Inspired by a book I recently bought called Revolutionary Women: A Book of Stencils, I've decided to start a monthly feature profiling radical figures in health history. By examining the stories of radical healers, doctors, nurses, and activists for health justice I hope to develop an understanding of an alternative version of medical history.

This month I am profiling Emma Goldman, one of the most well-known anarchists who is often misquoted as having said some iteration of the phrase, “If I can't dance I don't want to be in your revolution.” Her actual quote, found in the autobiography Living My Life, Volume One, was of a similar sentiment but more verbose. In response to being told that as “an agitator” she should not dance, Emma responded, “I want freedom, the right to self-expression, everybody's right to beautiful, radiant things.” Regardless of your political views I feel like this is something we can all agree on!
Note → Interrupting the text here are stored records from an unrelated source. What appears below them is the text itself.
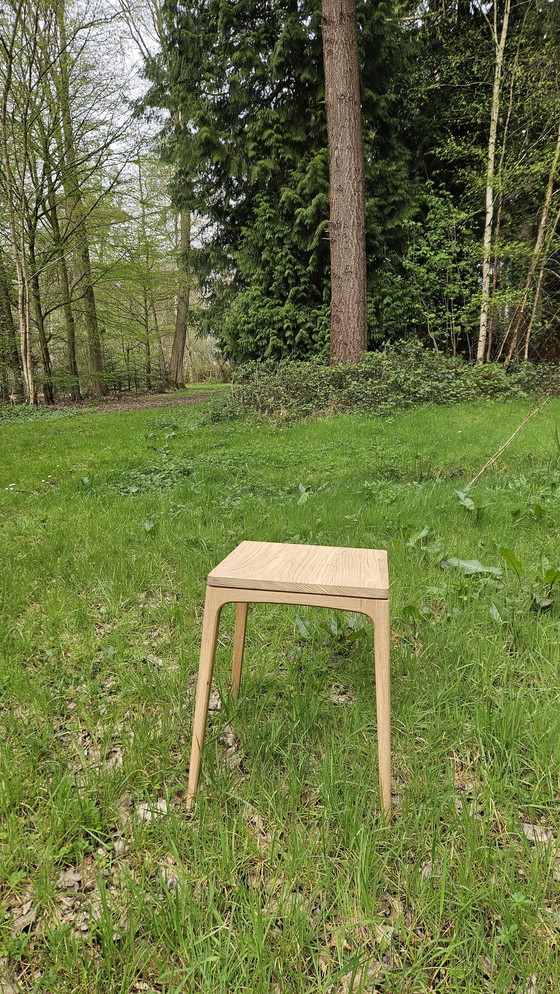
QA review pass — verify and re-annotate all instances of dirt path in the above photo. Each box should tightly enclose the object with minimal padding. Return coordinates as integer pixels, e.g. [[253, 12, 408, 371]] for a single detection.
[[51, 387, 223, 414]]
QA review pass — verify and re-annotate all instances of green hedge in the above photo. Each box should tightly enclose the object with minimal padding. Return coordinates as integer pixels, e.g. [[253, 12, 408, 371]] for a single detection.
[[214, 343, 560, 419]]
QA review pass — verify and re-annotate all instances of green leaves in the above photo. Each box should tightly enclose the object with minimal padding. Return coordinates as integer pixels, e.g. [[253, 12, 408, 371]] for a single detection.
[[440, 556, 502, 577], [498, 546, 525, 576]]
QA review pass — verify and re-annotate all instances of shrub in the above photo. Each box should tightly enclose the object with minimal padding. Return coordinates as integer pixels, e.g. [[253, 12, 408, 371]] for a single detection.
[[220, 342, 560, 420]]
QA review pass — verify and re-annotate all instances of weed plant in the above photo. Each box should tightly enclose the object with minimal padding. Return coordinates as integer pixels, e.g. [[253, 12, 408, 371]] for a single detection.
[[0, 401, 560, 994]]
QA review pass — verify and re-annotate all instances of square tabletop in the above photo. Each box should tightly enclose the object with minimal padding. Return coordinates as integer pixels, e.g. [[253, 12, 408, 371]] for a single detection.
[[208, 542, 389, 599]]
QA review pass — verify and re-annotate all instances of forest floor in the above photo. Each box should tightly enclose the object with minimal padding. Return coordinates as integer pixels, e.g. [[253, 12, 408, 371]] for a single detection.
[[51, 383, 230, 414], [0, 398, 560, 994]]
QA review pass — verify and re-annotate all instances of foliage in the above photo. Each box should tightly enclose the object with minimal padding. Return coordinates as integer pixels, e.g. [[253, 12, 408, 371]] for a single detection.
[[0, 400, 560, 994], [146, 0, 412, 361], [217, 342, 560, 419]]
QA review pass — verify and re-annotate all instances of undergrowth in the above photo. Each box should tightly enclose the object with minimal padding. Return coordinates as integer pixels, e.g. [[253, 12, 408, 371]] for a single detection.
[[205, 342, 560, 421]]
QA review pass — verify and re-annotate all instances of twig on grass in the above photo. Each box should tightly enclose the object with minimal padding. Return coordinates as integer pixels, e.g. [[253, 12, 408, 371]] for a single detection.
[[467, 395, 550, 490]]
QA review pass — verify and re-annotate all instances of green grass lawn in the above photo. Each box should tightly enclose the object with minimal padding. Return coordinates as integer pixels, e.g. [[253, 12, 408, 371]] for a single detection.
[[0, 401, 560, 994]]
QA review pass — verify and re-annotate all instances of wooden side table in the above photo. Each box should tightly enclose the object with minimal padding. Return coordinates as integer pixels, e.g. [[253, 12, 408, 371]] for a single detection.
[[187, 542, 391, 819]]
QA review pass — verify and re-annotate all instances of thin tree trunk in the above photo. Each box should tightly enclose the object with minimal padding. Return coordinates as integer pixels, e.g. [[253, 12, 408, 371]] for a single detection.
[[169, 211, 191, 390], [56, 0, 107, 397], [143, 290, 152, 391], [523, 203, 560, 361], [29, 230, 54, 404], [321, 0, 367, 362], [476, 0, 511, 363], [0, 5, 37, 404], [48, 157, 82, 401], [505, 124, 560, 366], [0, 252, 24, 403]]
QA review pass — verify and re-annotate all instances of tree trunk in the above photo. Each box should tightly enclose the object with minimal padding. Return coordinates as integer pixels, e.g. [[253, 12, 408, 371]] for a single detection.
[[321, 0, 367, 362], [476, 0, 511, 364], [505, 124, 560, 366], [45, 159, 82, 401], [55, 0, 107, 397], [169, 211, 191, 390], [523, 202, 560, 361], [0, 252, 24, 404]]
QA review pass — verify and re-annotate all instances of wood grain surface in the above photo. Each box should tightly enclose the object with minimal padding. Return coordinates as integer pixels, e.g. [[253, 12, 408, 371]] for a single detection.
[[208, 542, 389, 598]]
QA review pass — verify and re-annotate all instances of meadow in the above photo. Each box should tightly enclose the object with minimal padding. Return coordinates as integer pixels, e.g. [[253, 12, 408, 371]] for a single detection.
[[0, 400, 560, 994]]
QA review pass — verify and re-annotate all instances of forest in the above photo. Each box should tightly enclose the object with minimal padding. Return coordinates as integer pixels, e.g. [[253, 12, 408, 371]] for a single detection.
[[0, 0, 560, 404]]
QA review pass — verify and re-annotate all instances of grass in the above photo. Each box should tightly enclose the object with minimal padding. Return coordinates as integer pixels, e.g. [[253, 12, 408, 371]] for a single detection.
[[0, 401, 560, 994]]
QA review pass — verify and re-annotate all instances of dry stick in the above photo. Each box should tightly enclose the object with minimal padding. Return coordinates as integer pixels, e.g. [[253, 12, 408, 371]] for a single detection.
[[467, 396, 550, 490]]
Emma was born in Russia in 1869 and had a childhood full of poverty and family strife. At age sixteen she left for America where she found work as a seamstress and factory worker. The event which raised her political consciousness and radicalized her was 1886's Haymarket Massacre in Chicago. A striking workers' protest for the eight-hour day was disrupted by a bomb thrown by an unknown person, and eight anarchists were scapegoated as the perpetrators with little supporting evidence. The subsequent execution of four of the men deeply disturbed Emma, and she soon decided to move to New York to join the anarchist movement. She became a renowned writer, touring lecturer, and co-conspirator in the assassination attempt of steel baron Henry Clay Frick. She was arrested multiple times and deported from the United States in 1919 though her career as an orator and activist continued across Europe and North America throughout the rest of her life.

Beyond being a strong and talented woman in the male-dominated radical activist world, Emma Goldman is notable to me for her work as a nurse and midwife. She first became trained as a nurse while incarcerated at Blackwell's Island Penitentiary. After a stay in the jail's hospital for her own illness, Emma was asked to help out in the hospital by the head doctor. As described in an article called, “'I Am a Trained Nurse': The Nursing Identity of Anarchist and Radical Emma Goldman,”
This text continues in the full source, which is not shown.